1/8/15

Free Speech vs Extremism

1/8/15
Juan Cole has a thought-provoking post on his blog about the recent terrorist attack in France. His post surprised me, really.

Ever since I first heard about the attack, I just assumed it was carried out by crazy Muslims who are among the type that get super pissed off about cartoons. I just kinda assumed they were an invisible subset of young males among the Muslim population, teetering on the edge of sanity for various reasons. They exist, they are out there, and we almost never know who they are until someone draws a cartoon and they snap.

But I'm wrong about that.

No, they don't exist in a vacuum. Of course Islamic culture plays a role in the disproportionately huge representation of Muslims in terrorism (it's stupid that this factoid is almost considered hate-speech).

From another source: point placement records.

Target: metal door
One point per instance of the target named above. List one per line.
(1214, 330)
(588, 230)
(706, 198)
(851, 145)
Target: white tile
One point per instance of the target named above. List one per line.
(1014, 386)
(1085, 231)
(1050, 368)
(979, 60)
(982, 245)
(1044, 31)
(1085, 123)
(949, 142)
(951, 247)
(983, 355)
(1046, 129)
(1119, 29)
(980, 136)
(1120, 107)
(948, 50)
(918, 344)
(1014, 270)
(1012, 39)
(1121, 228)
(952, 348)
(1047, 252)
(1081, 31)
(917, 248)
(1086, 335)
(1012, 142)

Yet they aren't remotely representative of (at least) Western Muslims. Else we wouldn't be talking about attacks here and there, we would be discussing the latest news from the front lines in World War III.

So we've got a small group of people that keep popping up from within a large Muslim population that not infrequently kill innocent people. This has not changed since 2001. Actually before then.

I see two solutions to this kind of problem:
  • (1) Get rid of all the Muslims (preferably by deportation); or 
  • (2a) Vigorously engage in an expensive, long, drawn-out campaign against the cancer that keeps popping up while 
  • (2b) winning the hearts and minds of the rest.
There are problems with both approaches, but #1 looks especially icky, is illiberal (to put it mildly), and may prove counter-productive.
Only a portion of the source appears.